The big missing piece is thunks for direct calls and function definitions. The hard part isn’t really the thunks themselves; the issue is how they’re represented in object files. The information is supposed to be encoded in the hybmp$x section. The basic idea is pretty straightforward: the section is a table. Each row of the table contains the symbol index of a function, the symbol index of its corresponding thunk, and a flag indicating what kind of thunk it is.

I was hoping for some documentation on the hybmp$x section before I start diving too deeply into that; the basic idea is simple, but there are a lot of complicated details, and I was having trouble figuring out why MSVC does exactly what it does. But not sure when that’s going to happen. (I have some contacts at Microsoft who are looking into it, but not sure when I’m going to hear back.) I might start on this without documentation; I can probably come up with something mostly working without the docs.

Entry thunks require support for treating additional registers as callee-save. This depends on the save_any_reg unwind code; this should be be easy to implement, but the exact encoding of save_any_reg isn’t documented yet.

Beyond that, I also need to look into adjustor thunks at some point, but that’s probably not critical for most uses of arm64ec.

I think that covers all the significant features I know about that still need to be implemented?

Thanks for the explanation. Not sure I can handle it or not , but I will try to start from varargs call support.

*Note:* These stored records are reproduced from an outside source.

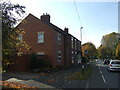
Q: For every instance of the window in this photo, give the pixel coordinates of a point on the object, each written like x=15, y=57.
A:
x=72, y=56
x=59, y=38
x=72, y=59
x=72, y=41
x=75, y=44
x=20, y=37
x=40, y=37
x=59, y=56
x=40, y=53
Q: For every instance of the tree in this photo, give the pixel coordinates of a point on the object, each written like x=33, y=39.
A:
x=10, y=42
x=104, y=52
x=110, y=41
x=89, y=50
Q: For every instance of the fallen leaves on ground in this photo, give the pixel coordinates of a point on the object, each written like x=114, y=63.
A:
x=7, y=84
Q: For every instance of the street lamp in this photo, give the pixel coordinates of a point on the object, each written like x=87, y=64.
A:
x=80, y=55
x=81, y=34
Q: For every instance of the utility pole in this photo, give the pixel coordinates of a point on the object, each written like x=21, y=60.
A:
x=83, y=67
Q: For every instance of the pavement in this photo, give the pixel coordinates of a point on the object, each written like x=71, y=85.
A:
x=52, y=80
x=30, y=83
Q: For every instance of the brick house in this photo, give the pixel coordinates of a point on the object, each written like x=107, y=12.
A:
x=45, y=38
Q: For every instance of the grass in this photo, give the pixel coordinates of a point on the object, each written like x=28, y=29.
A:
x=80, y=75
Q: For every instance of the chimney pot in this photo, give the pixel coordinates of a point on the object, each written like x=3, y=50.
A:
x=45, y=18
x=66, y=30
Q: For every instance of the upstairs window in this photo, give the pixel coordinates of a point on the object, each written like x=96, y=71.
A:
x=40, y=53
x=59, y=38
x=59, y=56
x=75, y=44
x=20, y=37
x=40, y=37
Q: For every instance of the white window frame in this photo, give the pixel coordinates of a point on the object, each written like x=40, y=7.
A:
x=20, y=37
x=40, y=37
x=59, y=38
x=75, y=44
x=72, y=59
x=59, y=56
x=72, y=41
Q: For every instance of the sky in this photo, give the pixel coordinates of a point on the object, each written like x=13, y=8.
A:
x=97, y=18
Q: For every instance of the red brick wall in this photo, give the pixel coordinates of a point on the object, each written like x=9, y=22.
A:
x=49, y=47
x=21, y=63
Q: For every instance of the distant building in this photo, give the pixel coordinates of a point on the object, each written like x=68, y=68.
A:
x=45, y=38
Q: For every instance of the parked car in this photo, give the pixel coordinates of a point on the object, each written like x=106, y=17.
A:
x=107, y=62
x=114, y=65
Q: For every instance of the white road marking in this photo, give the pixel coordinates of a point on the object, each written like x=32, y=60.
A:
x=103, y=79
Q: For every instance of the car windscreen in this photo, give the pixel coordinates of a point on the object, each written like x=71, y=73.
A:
x=115, y=62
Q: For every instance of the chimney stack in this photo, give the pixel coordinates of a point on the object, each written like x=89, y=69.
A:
x=45, y=18
x=66, y=30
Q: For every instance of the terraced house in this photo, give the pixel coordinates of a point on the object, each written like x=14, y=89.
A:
x=45, y=38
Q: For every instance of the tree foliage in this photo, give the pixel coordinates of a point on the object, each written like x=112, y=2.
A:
x=10, y=16
x=104, y=52
x=109, y=45
x=89, y=50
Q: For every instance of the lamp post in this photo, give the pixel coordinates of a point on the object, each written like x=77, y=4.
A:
x=81, y=34
x=81, y=50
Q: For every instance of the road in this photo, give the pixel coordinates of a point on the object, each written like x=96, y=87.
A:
x=102, y=78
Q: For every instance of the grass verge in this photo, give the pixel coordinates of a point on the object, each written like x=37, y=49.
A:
x=80, y=76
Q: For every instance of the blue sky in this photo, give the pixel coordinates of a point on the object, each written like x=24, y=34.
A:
x=97, y=18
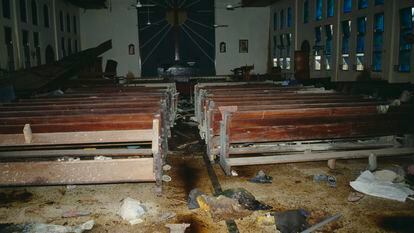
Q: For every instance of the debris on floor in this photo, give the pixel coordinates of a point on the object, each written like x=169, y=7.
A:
x=265, y=220
x=330, y=180
x=370, y=184
x=48, y=228
x=323, y=223
x=132, y=211
x=245, y=198
x=167, y=215
x=192, y=199
x=177, y=228
x=395, y=174
x=261, y=178
x=75, y=213
x=355, y=196
x=166, y=178
x=291, y=220
x=187, y=144
x=222, y=207
x=410, y=169
x=234, y=173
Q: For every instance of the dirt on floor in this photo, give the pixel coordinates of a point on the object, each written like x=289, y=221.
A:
x=292, y=188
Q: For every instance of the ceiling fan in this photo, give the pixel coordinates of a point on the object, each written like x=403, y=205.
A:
x=140, y=5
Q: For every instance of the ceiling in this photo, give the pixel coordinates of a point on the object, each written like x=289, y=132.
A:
x=89, y=4
x=257, y=3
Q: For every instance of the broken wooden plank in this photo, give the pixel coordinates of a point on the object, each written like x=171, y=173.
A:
x=76, y=172
x=74, y=153
x=322, y=156
x=77, y=137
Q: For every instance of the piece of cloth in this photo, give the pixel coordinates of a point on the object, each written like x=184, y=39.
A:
x=368, y=184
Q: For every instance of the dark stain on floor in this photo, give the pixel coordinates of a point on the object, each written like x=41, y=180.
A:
x=196, y=226
x=7, y=198
x=188, y=175
x=399, y=224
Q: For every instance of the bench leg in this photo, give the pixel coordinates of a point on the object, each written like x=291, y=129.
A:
x=332, y=164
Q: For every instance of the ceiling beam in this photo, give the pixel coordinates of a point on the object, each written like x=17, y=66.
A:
x=257, y=3
x=89, y=4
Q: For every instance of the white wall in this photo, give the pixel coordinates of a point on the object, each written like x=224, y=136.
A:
x=251, y=24
x=47, y=35
x=391, y=9
x=119, y=23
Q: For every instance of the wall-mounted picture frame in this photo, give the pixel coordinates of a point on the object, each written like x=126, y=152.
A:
x=243, y=46
x=222, y=47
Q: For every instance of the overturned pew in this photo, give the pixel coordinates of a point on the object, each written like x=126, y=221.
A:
x=244, y=124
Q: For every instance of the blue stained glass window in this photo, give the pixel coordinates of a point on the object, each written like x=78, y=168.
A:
x=362, y=4
x=318, y=35
x=347, y=6
x=361, y=27
x=377, y=62
x=346, y=33
x=289, y=17
x=406, y=27
x=319, y=9
x=330, y=8
x=329, y=36
x=306, y=11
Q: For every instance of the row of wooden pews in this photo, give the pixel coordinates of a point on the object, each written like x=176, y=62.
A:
x=262, y=123
x=87, y=135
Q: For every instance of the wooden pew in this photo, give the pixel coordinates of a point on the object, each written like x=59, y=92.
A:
x=35, y=132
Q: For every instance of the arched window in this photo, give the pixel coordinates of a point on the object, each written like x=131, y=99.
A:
x=6, y=9
x=34, y=12
x=23, y=11
x=67, y=22
x=75, y=26
x=62, y=27
x=46, y=16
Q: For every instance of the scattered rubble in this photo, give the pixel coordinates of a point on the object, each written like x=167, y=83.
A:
x=177, y=228
x=75, y=213
x=291, y=220
x=222, y=207
x=132, y=211
x=330, y=180
x=261, y=178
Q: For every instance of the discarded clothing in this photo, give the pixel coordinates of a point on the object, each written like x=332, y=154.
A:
x=368, y=184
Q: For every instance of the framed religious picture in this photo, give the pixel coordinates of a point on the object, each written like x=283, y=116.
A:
x=222, y=47
x=243, y=46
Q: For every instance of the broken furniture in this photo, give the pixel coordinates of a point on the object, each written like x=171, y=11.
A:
x=85, y=135
x=243, y=71
x=295, y=124
x=53, y=76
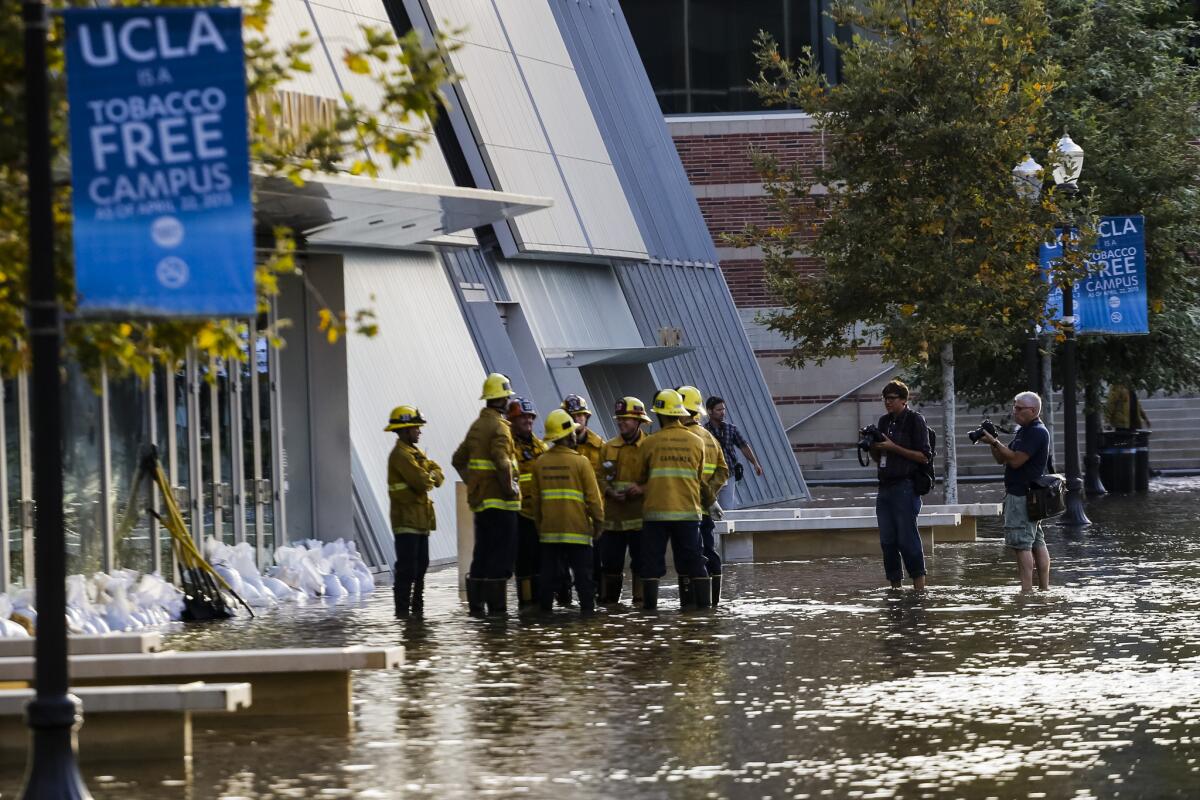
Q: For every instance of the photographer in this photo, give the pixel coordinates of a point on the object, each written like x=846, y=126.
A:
x=1025, y=458
x=901, y=446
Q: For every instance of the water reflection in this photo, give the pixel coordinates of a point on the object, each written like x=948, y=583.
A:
x=810, y=681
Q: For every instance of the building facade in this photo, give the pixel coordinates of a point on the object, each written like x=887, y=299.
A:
x=547, y=232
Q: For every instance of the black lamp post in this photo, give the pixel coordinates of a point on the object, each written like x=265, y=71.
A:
x=1066, y=175
x=53, y=715
x=1027, y=184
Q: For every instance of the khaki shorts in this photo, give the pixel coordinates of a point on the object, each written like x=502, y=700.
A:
x=1020, y=534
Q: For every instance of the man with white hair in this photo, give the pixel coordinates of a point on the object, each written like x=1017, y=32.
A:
x=1024, y=458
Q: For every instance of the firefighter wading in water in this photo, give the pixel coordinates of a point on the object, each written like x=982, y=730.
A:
x=589, y=444
x=487, y=462
x=621, y=465
x=717, y=471
x=567, y=510
x=521, y=415
x=411, y=475
x=671, y=477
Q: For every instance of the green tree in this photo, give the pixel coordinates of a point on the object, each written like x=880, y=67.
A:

Microsoft has posted some additional documentation. (Actually, it looks like they posted it a few weeks back, but I didn’t notice.)

(Also available at cpp-docs/arm64ec-windows-abi-conventions.md at main · MicrosoftDocs/cpp-docs · GitHub ; the tables are a bit easier to read there.)

Most of this is already represented in the patches I posted, but it summarizes a bunch of information in a convenient way. Notes on new stuff:

  • The bits about special behavior related to “blr x16” are new to me.
  • I don’t think I’ve ever seen MSVC use __os_arm64x_check_call.
  • It looks like they decided not to document __os_arm64x_dispatch_icall/__os_arm64x_dispatch_icall_cfg. Not sure why.

Some more details about arm64ec, with assembly code examples for the thunks.

1 Like

Thanks for your work! I’m interested in helping those efforts as well. We would like to use it for the Wine project (www.winehq.org). I noticed that you concentrated on compiler support, so I started looking at llvm-lib support meantime and I was thinking about looking at linker next. Please let me know if there is a better way to contribute. Admittedly I’m new to LLVM, so it may take me a while to get up to speed.

On the compiler side, dealing with all the edge cases for thunks and symbol mangling and aliases has turned out to be more complicated than I initially expected. I’ve been continuing work on it on an internal branch. I think I’ve got it mostly complete at this point… I’ll try to post an update in the next couple weeks or so.

I haven’t looked at the linker side of it at all, and I don’t have any immediate plans in that direction; just been treating MSVC link as a black box (and cursing at uninformative “internal error” messages). A couple notes about undocumented stuff you’re like to run into:

  • ARM64EC uses IMAGE_WEAK_EXTERN_ANTI_DEPENDENCY heavily; implementing that is probably a good first step for anything linker-related, since it’s mostly orthogonal to everything else. (I’m not sure what the exact semantics are.)
  • The association between functions and their corresponding thunks is established using a table in the section hybmp$x. Each row in the table is three 32-bit values; the first is the symbol index of the function, the second is the symbol index of the associated thunk, the third is a flag indicating what kind of thunk it is. 1 is an entry thunk, 4 is an exit thunk, 0 is a runtime code patching thunk.

Let me know if you have any other questions I might be able to answer.